In this public lecture, held on 6th November at King’s College London, Prof. William Easterly spoke on the topic “Paternalists vs. Liberals in Economic Development (1776-2023)”.
About the talk
The most important division in development debates is between those who choose for others what they should want versus those who let others choose for themselves what they actually do want. This division goes back to the 18th century Enlightenment, where many philosophers offered a paternalist view of the West colonizing the Rest in the name of development. Adam Smith rejected this and offered instead a liberal vision of individuals choosing for themselves in markets and nations determining their own development paths through international trade.
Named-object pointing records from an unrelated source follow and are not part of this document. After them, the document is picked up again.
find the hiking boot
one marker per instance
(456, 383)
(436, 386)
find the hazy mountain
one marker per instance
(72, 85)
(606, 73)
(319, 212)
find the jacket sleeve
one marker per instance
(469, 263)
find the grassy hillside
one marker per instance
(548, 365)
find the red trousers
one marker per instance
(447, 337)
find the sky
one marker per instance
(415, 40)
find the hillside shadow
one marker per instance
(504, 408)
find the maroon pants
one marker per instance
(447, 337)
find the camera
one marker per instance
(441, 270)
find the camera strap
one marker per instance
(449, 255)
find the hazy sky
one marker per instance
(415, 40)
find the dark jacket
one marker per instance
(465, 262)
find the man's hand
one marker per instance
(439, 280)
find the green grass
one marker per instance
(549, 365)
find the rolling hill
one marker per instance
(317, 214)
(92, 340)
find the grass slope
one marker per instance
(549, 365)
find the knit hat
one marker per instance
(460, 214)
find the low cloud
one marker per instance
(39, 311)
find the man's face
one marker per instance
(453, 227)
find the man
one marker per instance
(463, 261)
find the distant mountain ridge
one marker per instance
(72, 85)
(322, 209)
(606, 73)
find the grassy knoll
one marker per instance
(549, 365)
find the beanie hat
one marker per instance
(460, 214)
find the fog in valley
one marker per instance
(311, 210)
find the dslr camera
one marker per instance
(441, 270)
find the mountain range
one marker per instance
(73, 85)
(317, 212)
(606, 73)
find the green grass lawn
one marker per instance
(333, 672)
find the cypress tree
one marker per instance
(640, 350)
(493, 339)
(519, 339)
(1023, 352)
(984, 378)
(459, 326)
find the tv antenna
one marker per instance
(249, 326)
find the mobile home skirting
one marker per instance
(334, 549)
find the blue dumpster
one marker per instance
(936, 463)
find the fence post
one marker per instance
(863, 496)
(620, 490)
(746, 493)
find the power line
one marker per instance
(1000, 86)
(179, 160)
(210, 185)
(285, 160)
Today this debate continues between a paternalist view of Western foreign aid (and sometimes military intervention) as necessary to force development on the Rest, against a liberal view of the right of people everywhere to consent to their own development. Paternalist views often seem more popular. But liberal ideas have succeeded in making commerce more common than conquest in relations between the West and the Rest, as well as spreading economic, personal, and political freedom.
About the speaker
William Easterly is Professor of Economics at New York University and Co-director of the NYU Development Research Institute, which won the 2009 BBVA Frontiers of Knowledge in Development Cooperation Award. He is the author of three books: The Tyranny of Experts: Economists, Dictators, and the Forgotten Rights of the Poor (March 2014), The White Man’s Burden: Why the West’s Efforts to Aid the Rest Have Done So Much Ill and So Little Good (2006), which won the FA Hayek Award from the Manhattan Institute, and The Elusive Quest for Growth: Economists’ Adventures and Misadventures in the Tropics (2001). He has published more than 60 peer-reviewed academic articles, and has written columns and reviews for the New York Times, Wall Street Journal, Financial Times, New York Review of Books, and Washington Post. He has served as Co-Editor of the Journal of Development Economics and as Director of the blog Aid Watch. He is a Research Associate of NBER, and senior fellow at BREAD. Foreign Policy Magazine named him among the Top 100 Global Public Intellectuals in 2008 and 2009, and Thomson Reuters listed him as one of Highly Cited Researchers of 2014. He is also the 11th most famous native of Bowling Green, Ohio.